MOSCOW – It was a hostage situation with a twist — and a happy ending.
A group of cranberry-pickers spent a night stranded on an island in a Russian swamp Wednesday after an encounter with a bear prevented them from leaving before dark, a ranger said.
Twelve people, including a pregnant woman, were harvesting the berries on an island near the town of Malaya Vishera, in the Novgorod region 280 miles northwest of Moscow, when a brown bear approached them, emergency official Sergei Orlov.
The pickers — most of them Gypsies, or Roma, from the area — set up a bonfire, shooed the bear away with shouts and called the mainland for help.

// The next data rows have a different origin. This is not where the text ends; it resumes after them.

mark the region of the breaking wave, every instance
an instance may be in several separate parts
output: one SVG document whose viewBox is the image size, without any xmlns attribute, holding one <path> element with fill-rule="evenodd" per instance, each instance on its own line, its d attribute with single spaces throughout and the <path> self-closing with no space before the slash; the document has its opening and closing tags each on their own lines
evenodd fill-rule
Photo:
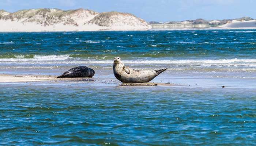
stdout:
<svg viewBox="0 0 256 146">
<path fill-rule="evenodd" d="M 12 41 L 0 42 L 0 44 L 12 44 L 14 43 L 15 43 L 12 42 Z"/>
<path fill-rule="evenodd" d="M 110 59 L 81 58 L 73 58 L 69 55 L 49 55 L 42 56 L 34 55 L 31 58 L 24 58 L 24 55 L 16 56 L 17 58 L 1 58 L 0 61 L 6 62 L 15 62 L 16 63 L 26 63 L 29 62 L 38 63 L 47 62 L 54 64 L 58 61 L 59 63 L 63 64 L 113 64 L 113 61 Z M 142 59 L 135 60 L 124 59 L 123 62 L 126 64 L 132 65 L 162 65 L 170 64 L 177 65 L 200 66 L 256 66 L 256 59 Z"/>
<path fill-rule="evenodd" d="M 33 58 L 25 58 L 24 55 L 15 55 L 16 58 L 0 58 L 0 61 L 64 61 L 68 59 L 69 55 L 34 55 Z M 17 62 L 18 63 L 18 62 Z"/>
</svg>

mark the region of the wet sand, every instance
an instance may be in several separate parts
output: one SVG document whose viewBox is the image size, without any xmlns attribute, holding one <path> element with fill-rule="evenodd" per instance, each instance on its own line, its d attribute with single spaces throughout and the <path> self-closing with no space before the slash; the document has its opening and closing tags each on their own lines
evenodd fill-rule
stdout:
<svg viewBox="0 0 256 146">
<path fill-rule="evenodd" d="M 0 82 L 86 82 L 101 84 L 117 84 L 119 86 L 155 86 L 163 85 L 173 86 L 177 85 L 170 82 L 145 82 L 143 83 L 123 83 L 116 81 L 110 79 L 106 80 L 98 77 L 64 78 L 57 78 L 57 76 L 33 74 L 0 74 Z M 180 86 L 181 85 L 179 85 Z"/>
</svg>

They had planned to leave the island but were afraid they would encounter the bear again if they left their makeshift camp, according to Vladimir Shikov, one of three rangers who arrived and spent the night on the island.
"There was a certain element of danger," Shikov told The Associated Press by telephone. But he said the bear was believed to be about three years old and was probably not mature enough to attack humans.
He said the rangers examined the bear's tracks to make sure it was not nearby, and took the people to Malaya Vishera — a town of 17,000 in a region whose swamps and forests are home to abundant wildlife, including bears.
Also in the Novgorod region Wednesday, a minibus hit a bear and two cubs on the main highway between Moscow and St. Petersburg, killing the mother and one of the cubs, the RIA-Novosti news agency reported.
Russia's bear population has increased in recent years as the amount of land under cultivation has decreased, with the human population dropping and youth leaving rural areas for cities.